ぼくは2006年から世界選手権に出ていて、みんなずっとぼくに期待してくれていた。期待はより高まっていったし、ぼくも良いプレーをしたいという思いが強くなっていった。でもいつもうまくいかなかった。そこで味わった感情はぼくをひどく自虐的にしたし、たくさんの人たちに申し訳ないと思った。

「今、ついに世界チャンピオンになれたんだ」。あの卓球台の上でそう思った時、少しの間、頭が真っ白になってしまった。ただ、意外だったこともある。ぼくは卓球台の上から方博と握手しようなんて考えていなかった。この場を借りて彼に謝りたい。今考えてみると、あのやり方は確かに彼に対して失礼だった。

 

●–表彰台では、ずっと優勝カップを抱き締めていました。あの時はどんな心境だったのでしょう?

 実は優勝した後、ぼくは一瞬すべてが夢なんじゃないかという感じにとらわれた。想像していた、優勝したあとのすごいイメージとは違っていたから。

優勝カップを掲げた時は、団体の優勝カップよりずっと小さく感じた。去年の東京大会で団体優勝した時、劉国梁監督がぼくに優勝カップを持たせてくれたけど、その時は本当に大きく感じたからね。だから今回は「こんなに小さいの?」と思ったんだ。自分が想像していたものとはかなり差があった。

 

●–優勝カップは想像より小さかったかもしれませんが、チャンピオンになったことの意義はやはり大きいですか?
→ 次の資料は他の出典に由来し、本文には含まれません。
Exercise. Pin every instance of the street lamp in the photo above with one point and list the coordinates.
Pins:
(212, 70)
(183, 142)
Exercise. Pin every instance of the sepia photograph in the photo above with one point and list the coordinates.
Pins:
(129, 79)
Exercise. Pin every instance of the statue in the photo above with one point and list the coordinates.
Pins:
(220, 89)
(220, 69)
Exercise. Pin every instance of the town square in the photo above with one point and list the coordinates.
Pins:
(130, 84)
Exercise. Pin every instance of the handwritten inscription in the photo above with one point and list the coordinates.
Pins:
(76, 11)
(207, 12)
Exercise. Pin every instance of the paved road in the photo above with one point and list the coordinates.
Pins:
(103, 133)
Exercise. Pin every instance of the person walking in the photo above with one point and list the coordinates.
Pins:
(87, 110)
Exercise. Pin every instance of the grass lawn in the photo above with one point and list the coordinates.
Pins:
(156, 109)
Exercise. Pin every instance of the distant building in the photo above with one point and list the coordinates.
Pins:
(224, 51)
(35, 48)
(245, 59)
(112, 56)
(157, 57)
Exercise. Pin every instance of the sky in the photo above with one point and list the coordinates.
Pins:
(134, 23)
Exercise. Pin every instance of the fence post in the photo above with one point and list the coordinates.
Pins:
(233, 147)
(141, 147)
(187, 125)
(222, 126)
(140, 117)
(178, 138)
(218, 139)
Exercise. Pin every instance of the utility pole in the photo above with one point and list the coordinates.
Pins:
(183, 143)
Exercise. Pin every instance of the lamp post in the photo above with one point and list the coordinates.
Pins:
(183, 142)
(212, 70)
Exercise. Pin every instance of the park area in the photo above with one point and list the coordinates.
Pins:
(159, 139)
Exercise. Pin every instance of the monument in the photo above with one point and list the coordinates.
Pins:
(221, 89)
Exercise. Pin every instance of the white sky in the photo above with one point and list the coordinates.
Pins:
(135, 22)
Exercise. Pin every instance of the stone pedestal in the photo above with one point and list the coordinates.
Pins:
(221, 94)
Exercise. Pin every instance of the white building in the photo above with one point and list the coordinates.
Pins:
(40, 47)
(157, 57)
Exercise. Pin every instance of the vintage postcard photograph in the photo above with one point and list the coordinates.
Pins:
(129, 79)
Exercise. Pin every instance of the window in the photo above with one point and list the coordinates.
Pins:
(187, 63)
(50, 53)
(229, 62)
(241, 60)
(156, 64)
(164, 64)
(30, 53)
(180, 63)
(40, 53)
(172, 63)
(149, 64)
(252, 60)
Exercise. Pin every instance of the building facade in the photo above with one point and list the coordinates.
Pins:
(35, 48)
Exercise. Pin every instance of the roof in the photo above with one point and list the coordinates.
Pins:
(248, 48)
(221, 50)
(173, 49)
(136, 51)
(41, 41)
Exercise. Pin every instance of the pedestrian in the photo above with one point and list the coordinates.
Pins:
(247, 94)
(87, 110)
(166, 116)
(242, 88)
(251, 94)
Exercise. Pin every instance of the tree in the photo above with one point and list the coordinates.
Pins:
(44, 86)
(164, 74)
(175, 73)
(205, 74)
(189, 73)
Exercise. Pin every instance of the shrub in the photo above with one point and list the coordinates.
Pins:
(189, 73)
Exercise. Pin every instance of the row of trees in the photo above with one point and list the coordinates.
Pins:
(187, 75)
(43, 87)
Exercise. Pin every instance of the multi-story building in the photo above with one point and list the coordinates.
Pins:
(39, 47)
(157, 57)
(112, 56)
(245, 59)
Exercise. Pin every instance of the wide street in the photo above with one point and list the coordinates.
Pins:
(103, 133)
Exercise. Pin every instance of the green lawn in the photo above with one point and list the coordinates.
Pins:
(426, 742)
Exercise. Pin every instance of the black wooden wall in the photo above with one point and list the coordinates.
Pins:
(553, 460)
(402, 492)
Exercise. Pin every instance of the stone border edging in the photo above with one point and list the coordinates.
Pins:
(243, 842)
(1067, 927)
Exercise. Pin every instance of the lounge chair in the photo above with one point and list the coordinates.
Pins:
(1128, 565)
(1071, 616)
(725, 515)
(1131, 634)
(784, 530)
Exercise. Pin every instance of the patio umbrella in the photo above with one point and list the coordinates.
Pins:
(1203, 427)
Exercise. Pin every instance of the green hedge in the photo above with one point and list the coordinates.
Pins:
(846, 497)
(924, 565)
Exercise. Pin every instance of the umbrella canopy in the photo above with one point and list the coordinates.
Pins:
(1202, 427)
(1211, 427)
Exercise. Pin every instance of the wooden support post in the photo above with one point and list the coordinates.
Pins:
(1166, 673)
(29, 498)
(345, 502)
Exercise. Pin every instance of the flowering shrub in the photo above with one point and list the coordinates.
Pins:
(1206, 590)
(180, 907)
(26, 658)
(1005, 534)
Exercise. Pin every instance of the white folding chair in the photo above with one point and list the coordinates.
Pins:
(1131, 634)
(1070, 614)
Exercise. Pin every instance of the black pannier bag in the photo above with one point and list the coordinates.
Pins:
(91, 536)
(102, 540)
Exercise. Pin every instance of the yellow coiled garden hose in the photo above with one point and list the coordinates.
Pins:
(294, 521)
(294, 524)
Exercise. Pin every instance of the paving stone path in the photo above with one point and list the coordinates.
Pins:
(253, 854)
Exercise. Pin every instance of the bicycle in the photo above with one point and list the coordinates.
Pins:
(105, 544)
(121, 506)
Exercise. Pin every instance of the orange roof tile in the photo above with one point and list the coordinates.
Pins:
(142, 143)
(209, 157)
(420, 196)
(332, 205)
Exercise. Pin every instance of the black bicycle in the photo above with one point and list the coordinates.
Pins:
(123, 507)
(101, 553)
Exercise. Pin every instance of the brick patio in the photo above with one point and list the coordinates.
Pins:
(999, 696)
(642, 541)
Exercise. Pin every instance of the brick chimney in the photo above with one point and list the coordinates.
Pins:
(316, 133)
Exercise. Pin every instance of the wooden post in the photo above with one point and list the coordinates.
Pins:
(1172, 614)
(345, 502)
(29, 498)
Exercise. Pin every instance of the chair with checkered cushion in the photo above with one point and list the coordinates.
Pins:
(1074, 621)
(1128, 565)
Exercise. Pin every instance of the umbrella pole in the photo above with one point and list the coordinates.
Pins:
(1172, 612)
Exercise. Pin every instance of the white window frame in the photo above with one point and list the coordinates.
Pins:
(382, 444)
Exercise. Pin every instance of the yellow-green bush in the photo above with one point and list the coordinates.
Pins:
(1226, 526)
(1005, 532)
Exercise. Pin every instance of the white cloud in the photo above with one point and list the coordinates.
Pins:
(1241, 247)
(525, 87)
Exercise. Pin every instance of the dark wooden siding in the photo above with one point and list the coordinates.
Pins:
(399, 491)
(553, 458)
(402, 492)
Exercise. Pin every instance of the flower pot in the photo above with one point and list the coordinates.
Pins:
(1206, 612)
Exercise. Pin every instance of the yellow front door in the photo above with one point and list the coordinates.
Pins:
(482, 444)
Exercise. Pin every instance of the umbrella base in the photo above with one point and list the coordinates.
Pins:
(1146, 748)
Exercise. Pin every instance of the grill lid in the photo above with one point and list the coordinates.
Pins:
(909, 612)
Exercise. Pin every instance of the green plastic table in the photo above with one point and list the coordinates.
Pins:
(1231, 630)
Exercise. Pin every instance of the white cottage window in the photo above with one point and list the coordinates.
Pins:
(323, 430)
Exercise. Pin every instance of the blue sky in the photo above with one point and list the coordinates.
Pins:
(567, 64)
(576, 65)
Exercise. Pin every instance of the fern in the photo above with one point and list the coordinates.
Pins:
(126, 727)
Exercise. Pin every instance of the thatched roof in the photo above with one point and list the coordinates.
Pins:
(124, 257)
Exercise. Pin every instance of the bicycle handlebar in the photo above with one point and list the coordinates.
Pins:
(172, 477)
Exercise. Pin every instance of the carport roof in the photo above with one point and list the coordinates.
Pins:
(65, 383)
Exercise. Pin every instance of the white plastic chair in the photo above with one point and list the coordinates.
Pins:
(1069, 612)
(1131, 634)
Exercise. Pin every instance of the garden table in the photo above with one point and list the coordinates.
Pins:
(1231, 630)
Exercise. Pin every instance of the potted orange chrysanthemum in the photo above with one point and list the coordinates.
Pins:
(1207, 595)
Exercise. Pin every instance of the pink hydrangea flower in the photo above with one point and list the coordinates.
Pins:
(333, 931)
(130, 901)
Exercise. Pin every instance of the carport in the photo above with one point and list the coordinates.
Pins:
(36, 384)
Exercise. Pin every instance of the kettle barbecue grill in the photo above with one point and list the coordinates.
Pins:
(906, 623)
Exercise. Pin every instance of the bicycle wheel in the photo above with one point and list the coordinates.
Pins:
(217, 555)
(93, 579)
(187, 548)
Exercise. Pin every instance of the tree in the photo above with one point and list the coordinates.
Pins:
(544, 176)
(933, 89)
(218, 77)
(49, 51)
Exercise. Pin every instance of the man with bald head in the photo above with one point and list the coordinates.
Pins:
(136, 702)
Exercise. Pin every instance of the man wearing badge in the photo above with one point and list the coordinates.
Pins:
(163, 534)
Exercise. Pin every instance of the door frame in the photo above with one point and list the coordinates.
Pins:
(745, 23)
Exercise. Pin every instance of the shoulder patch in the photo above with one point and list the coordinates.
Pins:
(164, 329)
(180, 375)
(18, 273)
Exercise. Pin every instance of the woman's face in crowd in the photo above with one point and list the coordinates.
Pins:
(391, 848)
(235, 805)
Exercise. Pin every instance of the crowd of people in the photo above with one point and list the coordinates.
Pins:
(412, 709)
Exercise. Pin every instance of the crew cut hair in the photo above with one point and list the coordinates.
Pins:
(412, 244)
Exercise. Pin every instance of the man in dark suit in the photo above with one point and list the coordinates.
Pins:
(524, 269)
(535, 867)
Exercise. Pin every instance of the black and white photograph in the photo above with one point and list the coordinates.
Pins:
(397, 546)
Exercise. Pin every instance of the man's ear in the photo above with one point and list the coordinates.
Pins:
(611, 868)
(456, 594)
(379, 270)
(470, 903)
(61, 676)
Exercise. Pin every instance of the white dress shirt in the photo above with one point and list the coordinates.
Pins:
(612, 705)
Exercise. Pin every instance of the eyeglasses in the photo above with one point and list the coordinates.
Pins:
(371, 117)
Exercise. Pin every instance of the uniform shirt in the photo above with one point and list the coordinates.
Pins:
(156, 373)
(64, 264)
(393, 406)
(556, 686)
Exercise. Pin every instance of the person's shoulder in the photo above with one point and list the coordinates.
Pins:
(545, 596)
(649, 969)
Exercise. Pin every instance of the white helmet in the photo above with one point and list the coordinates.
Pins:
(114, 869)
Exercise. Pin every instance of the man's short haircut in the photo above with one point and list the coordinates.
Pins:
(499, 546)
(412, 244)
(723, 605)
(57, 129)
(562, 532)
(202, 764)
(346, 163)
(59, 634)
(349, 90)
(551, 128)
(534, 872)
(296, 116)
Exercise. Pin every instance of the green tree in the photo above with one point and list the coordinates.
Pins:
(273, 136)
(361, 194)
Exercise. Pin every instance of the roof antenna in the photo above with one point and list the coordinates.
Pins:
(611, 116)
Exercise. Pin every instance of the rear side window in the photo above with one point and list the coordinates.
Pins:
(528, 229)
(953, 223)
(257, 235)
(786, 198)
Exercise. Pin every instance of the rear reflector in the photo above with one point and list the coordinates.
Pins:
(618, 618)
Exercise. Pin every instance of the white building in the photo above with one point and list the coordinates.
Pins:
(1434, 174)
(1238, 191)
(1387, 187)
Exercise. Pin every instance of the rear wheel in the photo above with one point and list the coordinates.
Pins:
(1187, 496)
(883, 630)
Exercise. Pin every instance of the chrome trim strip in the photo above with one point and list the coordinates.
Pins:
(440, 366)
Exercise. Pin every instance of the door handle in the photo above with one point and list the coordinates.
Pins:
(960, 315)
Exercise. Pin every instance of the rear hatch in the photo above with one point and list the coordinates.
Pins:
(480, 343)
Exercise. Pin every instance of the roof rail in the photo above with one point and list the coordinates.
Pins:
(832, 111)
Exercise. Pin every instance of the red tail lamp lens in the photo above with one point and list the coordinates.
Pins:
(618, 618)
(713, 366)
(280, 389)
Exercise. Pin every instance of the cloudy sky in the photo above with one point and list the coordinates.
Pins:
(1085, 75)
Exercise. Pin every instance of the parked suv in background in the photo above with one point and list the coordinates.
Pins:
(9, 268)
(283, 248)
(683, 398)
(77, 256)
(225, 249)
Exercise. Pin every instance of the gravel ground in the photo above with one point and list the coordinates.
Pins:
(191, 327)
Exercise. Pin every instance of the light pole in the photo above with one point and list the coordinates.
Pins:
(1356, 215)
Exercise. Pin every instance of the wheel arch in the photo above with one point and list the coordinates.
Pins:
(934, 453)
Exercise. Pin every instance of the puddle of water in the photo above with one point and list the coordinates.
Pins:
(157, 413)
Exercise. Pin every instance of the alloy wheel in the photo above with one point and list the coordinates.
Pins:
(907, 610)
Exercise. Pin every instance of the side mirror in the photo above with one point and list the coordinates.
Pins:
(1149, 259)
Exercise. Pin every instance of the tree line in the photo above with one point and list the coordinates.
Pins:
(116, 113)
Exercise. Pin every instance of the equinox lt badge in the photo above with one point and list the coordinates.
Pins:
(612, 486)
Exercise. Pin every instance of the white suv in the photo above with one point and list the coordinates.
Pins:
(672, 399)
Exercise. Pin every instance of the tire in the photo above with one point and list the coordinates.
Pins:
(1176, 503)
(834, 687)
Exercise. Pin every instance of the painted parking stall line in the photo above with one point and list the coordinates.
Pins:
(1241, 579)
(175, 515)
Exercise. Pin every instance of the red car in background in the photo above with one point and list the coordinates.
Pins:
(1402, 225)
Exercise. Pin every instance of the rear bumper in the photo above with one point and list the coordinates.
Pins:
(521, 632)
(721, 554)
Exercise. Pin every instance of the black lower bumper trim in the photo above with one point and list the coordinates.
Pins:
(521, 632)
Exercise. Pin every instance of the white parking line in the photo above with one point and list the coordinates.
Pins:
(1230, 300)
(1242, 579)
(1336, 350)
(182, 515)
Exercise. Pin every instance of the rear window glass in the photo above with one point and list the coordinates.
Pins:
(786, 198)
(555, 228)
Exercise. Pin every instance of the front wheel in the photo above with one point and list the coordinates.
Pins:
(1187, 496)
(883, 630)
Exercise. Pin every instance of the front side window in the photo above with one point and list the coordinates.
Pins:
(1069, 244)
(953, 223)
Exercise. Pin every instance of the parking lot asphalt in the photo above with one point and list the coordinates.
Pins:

 今回の優勝は自分にとって、ようやく結果を出せたという思いが強い。これまでは、大きくリードしながら逆転される試合がたくさんあったけど、大会を通じて、ぼくはより明確に自分というものを知ることができた。今までより良いプレーもできた。このタイトルはこれまでの数多くのつらい記憶をぬぐい去り、より強いメンタルをぼくにもたらしてくれるかもしれない。

 

●–蘇州大会では、自分に100点をつけられますか?

 90点だね。自分に100点をつけることは永遠に不可能だ。今でも決勝のことを思い出すと、ちょっと怖くなってくる。もし相手が張継科だったら、あるいは許昕や樊振東だったら、ぼくが3ー1でリードした時に守りに入ってしまったあのミスを、絶対に放っておくわけがないから。本当にあぶなかったと思う。それに、もし彼らが相手だったとしたら、ぼくは第6ゲームに息を吹き返すことができたかどうか。

だから自分にはまだ足りないところも多い。大会序盤の試合では、ぼくのプレーはあまり良くなかったし、ダブルスでも負けている。そういうところは減点しないといけないね。

 

●–総括すると、今回の優勝のカギになったものは何でしょう?

 もっとも大切なことは、ぼくに「チャンピオンになりたい」という夢があったことだよ。たとえこれまでの4回の世界選手権で全部負けていても、優勝したいという思いはとても強かった。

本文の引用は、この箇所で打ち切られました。